Closed muguruzawang closed 2 years ago

muguruzawang commented 2 years ago

I train the base GSM topic model on my own training data, but find that after some iterations, the topic model performs poorly as below: image

Do you have any idea about the reason why topic model performs so poorly?

RowitZou commented 2 years ago

Do you mean the topic model in my code? or something else? What does GSM exactly mean? Could you provide your code?

muguruzawang commented 2 years ago

I use the topic model implementation in https://github.com/RowitZou/topic-dialog-summ/blob/0de31d97b07be4004e08f9755ee66bea47aa7b10/src/models/topic.py#L7

I train the topic model on scientific paper dataset and the BOW value is the same as https://github.com/RowitZou/topic-dialog-summ/blob/0de31d97b07be4004e08f9755ee66bea47aa7b10/src/models/data_loader.py#L117

but the trained topic is not desired.

I wonder what's your preprocessing steps towards Bag-of-words construction and what special considerations needed for training topic model?

Thanks.

RowitZou commented 2 years ago
  1. In my preprocessing procedure, I filtered out stop words, which have a high frequency in all documents. In your case, does 'clustering' or 'flooding' appear in most of the documents?

  2. Before training your topic model, the data should be randomly shuffled. The batch size could be set to larger. The purpose is to avoid shifting the topic model to a set of documents with a single topic, e.g., 'clustering'.

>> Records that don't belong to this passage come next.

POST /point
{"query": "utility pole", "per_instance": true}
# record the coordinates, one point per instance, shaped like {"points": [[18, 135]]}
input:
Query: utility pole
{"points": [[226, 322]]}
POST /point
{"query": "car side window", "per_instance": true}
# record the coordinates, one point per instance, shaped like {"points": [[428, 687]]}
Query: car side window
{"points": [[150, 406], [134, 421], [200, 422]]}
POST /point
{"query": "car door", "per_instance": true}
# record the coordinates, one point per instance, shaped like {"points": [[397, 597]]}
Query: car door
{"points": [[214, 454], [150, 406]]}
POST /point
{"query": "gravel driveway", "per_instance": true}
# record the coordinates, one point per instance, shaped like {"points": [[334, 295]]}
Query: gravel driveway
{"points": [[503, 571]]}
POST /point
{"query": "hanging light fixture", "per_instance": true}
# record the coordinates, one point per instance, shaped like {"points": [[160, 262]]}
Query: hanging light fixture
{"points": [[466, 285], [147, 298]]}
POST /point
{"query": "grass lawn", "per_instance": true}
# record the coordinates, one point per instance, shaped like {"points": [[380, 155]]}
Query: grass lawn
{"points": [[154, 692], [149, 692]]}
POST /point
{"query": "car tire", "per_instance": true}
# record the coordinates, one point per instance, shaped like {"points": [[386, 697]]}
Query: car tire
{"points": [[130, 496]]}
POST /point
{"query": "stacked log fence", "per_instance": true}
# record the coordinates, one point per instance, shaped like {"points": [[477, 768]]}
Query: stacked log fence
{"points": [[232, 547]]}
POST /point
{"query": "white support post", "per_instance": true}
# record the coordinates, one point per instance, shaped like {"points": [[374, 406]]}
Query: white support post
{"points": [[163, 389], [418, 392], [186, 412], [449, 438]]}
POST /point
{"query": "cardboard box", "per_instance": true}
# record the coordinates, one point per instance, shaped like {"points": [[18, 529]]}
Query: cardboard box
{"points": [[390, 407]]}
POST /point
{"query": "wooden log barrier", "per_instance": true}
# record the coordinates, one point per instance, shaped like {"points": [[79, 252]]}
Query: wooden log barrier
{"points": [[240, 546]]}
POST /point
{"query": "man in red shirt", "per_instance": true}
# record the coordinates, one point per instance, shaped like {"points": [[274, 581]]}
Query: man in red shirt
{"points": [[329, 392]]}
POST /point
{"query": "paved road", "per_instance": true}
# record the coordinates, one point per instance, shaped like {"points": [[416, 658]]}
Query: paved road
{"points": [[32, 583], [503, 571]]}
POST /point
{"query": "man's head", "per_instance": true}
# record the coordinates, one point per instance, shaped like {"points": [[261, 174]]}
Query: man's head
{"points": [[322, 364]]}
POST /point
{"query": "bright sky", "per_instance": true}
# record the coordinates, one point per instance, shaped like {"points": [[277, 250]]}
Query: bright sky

  3. The learning rate and the number of topics are 2 crucial hyper-parameters, which should be carefully chosen. In my scenario, the topic number of customer service is relatively small, such as price, ordering, account, etc. But I think the scientific papers would have more topics.

  4. The length of the input document is an important feature. In the dialogue, the BOW representations are sparse, about 70%-80% of positions are 0.

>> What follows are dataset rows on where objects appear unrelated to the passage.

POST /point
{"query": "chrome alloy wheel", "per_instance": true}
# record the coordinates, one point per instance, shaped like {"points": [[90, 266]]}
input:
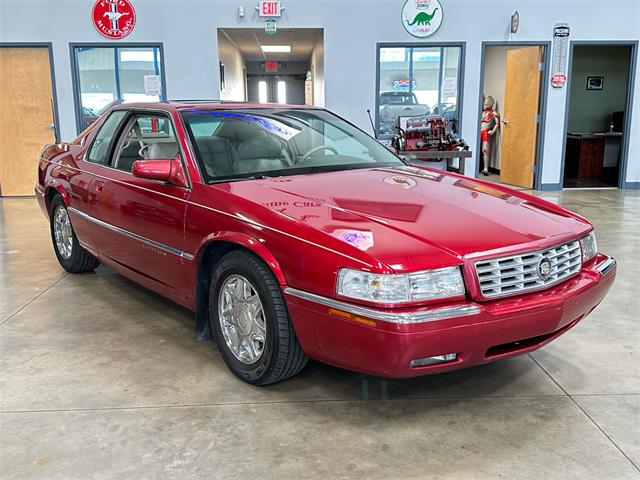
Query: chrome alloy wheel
{"points": [[63, 233], [241, 318]]}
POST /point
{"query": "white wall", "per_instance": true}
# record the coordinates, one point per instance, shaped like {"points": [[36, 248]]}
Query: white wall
{"points": [[231, 56], [317, 71], [187, 28]]}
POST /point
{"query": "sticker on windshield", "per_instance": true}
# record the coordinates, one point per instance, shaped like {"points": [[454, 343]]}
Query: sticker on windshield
{"points": [[400, 181], [282, 130]]}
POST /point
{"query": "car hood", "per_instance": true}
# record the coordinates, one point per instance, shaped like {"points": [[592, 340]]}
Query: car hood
{"points": [[411, 218]]}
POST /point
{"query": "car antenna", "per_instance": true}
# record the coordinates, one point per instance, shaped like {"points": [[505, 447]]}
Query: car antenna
{"points": [[371, 121]]}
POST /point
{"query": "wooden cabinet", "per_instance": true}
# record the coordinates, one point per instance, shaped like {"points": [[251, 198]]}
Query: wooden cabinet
{"points": [[584, 156]]}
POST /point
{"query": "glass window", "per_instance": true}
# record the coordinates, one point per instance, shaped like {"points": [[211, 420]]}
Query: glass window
{"points": [[282, 91], [274, 142], [417, 81], [100, 147], [147, 137], [109, 75]]}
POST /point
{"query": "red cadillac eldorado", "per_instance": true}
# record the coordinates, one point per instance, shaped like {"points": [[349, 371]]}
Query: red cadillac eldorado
{"points": [[292, 235]]}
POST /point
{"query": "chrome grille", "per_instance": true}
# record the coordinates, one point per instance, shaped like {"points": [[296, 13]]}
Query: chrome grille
{"points": [[520, 273]]}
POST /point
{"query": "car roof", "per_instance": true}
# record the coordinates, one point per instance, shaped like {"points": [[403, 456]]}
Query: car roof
{"points": [[206, 105]]}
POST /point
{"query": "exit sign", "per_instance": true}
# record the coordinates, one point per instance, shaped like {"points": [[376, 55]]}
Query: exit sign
{"points": [[270, 8], [270, 66]]}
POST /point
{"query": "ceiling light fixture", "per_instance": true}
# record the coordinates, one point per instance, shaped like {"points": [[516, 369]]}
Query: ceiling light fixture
{"points": [[276, 48]]}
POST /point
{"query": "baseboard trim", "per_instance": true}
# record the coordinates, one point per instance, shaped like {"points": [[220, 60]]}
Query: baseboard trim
{"points": [[550, 187]]}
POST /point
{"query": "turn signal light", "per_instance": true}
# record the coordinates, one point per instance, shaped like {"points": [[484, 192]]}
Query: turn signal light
{"points": [[424, 362], [352, 317]]}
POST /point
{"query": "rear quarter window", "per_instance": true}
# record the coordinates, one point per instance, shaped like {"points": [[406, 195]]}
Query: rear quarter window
{"points": [[99, 151]]}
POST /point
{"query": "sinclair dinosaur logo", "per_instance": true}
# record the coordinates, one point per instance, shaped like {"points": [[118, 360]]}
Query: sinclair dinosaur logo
{"points": [[114, 18], [421, 18]]}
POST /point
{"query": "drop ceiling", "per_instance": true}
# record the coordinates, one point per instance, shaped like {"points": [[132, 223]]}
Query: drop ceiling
{"points": [[248, 40]]}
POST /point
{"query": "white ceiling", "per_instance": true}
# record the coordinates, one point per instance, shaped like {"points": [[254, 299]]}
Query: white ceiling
{"points": [[248, 40]]}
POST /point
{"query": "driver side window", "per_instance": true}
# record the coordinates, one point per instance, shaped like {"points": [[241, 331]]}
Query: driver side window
{"points": [[146, 137]]}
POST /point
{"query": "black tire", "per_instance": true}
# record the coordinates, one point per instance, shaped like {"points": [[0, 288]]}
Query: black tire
{"points": [[282, 357], [80, 260]]}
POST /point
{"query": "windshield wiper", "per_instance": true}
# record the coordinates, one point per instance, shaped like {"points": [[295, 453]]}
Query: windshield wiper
{"points": [[239, 179]]}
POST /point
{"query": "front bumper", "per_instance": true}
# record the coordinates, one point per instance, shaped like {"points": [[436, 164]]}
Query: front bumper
{"points": [[384, 342]]}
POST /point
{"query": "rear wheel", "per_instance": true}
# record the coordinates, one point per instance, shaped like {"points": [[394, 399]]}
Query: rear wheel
{"points": [[71, 255], [250, 321]]}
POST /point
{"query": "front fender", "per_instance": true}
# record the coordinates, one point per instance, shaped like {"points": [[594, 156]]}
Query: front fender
{"points": [[57, 186], [248, 242], [203, 327]]}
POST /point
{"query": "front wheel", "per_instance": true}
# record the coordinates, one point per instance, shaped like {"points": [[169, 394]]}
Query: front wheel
{"points": [[71, 255], [250, 321]]}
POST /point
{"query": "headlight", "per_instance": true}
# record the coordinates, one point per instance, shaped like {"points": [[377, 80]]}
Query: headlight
{"points": [[427, 285], [589, 247]]}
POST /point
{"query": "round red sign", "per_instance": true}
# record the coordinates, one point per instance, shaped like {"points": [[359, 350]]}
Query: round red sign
{"points": [[114, 18]]}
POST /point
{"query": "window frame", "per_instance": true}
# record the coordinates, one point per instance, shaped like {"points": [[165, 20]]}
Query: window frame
{"points": [[132, 117], [75, 72], [116, 135], [441, 45]]}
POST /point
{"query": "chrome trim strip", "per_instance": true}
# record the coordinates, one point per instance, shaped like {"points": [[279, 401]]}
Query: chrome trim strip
{"points": [[236, 217], [537, 253], [391, 317], [606, 266], [129, 234]]}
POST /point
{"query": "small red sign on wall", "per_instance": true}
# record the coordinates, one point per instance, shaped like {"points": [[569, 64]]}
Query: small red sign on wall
{"points": [[270, 8], [114, 18]]}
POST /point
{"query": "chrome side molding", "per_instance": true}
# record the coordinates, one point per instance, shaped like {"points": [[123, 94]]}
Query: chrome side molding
{"points": [[392, 317], [135, 236]]}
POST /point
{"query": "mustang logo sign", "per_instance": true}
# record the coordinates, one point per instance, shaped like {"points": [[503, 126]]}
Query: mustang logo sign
{"points": [[114, 18]]}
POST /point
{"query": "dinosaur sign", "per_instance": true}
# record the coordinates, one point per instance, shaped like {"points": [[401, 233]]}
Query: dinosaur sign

  5. If the top-10 words cannot show differences, how about considering and analyzing the top-20~top-50 words?

muguruzawang commented 2 years ago

Thanks for your reply.

Actually I have filtered out the stopwords. the document frequency of "clustering" and "flooding" is 3638/143573,10/143573. I also set the batch size as 1024, and initial learning rate as 0.0001, and train the model for more than 1000 epochs, but the topic model still tends to allocate the same words to most topic.

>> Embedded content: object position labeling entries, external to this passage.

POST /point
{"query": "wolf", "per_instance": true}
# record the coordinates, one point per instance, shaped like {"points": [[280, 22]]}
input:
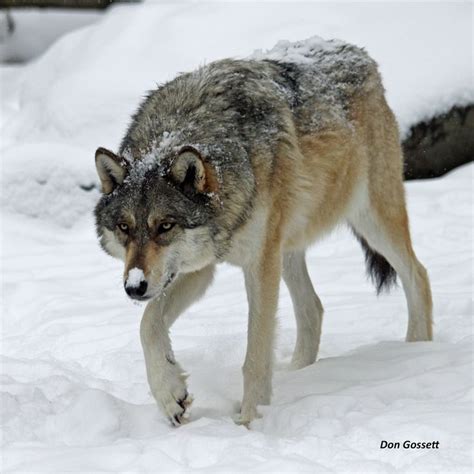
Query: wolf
{"points": [[249, 161]]}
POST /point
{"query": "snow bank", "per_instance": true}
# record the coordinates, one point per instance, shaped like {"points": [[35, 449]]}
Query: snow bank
{"points": [[48, 181], [32, 31], [74, 395]]}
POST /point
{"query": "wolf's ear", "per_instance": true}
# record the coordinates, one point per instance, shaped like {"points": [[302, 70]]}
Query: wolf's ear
{"points": [[192, 174], [110, 168]]}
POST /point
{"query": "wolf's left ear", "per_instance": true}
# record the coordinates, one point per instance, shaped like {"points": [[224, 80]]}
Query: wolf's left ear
{"points": [[191, 172], [110, 168]]}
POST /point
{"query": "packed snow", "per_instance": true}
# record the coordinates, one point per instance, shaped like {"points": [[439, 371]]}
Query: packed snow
{"points": [[135, 277], [74, 391]]}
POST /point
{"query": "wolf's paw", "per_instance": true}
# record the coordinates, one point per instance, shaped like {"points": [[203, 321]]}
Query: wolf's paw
{"points": [[171, 394], [245, 417]]}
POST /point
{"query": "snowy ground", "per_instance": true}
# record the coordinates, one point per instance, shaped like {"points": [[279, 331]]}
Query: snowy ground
{"points": [[74, 392]]}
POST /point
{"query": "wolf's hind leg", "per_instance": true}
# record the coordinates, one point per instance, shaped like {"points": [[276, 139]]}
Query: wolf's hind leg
{"points": [[165, 376], [385, 228], [307, 307]]}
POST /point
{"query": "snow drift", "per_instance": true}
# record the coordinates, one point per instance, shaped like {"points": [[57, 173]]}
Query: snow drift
{"points": [[74, 390]]}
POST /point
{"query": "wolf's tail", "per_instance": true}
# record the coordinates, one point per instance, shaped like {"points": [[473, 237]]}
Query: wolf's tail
{"points": [[381, 273]]}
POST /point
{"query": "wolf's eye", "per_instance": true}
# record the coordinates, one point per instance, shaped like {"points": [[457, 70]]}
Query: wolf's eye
{"points": [[123, 227], [165, 227]]}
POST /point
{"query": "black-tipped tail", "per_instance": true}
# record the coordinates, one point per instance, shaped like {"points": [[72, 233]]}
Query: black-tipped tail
{"points": [[381, 273]]}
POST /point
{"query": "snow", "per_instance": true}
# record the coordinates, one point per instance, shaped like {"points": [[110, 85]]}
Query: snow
{"points": [[74, 390], [32, 31], [135, 277]]}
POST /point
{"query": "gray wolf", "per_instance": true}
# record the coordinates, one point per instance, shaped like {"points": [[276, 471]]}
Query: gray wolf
{"points": [[249, 162]]}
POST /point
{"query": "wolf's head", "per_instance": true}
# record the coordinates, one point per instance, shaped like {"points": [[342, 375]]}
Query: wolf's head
{"points": [[158, 221]]}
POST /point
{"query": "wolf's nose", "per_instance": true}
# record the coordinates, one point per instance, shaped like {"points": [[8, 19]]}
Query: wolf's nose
{"points": [[137, 291]]}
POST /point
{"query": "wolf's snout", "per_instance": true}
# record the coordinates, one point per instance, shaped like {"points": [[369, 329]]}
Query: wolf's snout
{"points": [[137, 292], [135, 284]]}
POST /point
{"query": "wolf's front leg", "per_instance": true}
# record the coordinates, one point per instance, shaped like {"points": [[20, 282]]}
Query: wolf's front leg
{"points": [[165, 376], [262, 281]]}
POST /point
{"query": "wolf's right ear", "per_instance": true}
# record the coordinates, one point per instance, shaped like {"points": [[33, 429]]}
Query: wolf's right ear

I have another question that, I find your topic model loss coefficient is set as 1e-3, which makes the topic loss is greatly smaller than the summarization loss, how to ensure that the topic model is fully trained?

RowitZou commented 2 years ago
  1. Have you used the SATM or just the base NTM?
  2. The total training steps are 80000 in my setting, accompanied by the summarization model. The coefficient is chosen as 0.001 so the actual value of the topic loss is about 1/10 of the MLE loss.
RowitZou commented 2 years ago

You could output the topic word list every 10 steps to analyze the change during training. Try more combinations of different learning rates and topic numbers.

muguruzawang commented 2 years ago
  1. Have you used the SATM or just the base NTM?
  2. The total training steps are 80000 in my setting, accompanied by the summarization model. The coefficient is chosen as 0.001 so the actual value of the topic loss is about 1/10 of the MLE loss.

I haven't tried SATM. I will check the model and my training process further, and maybe try some other topic models. Thanks again.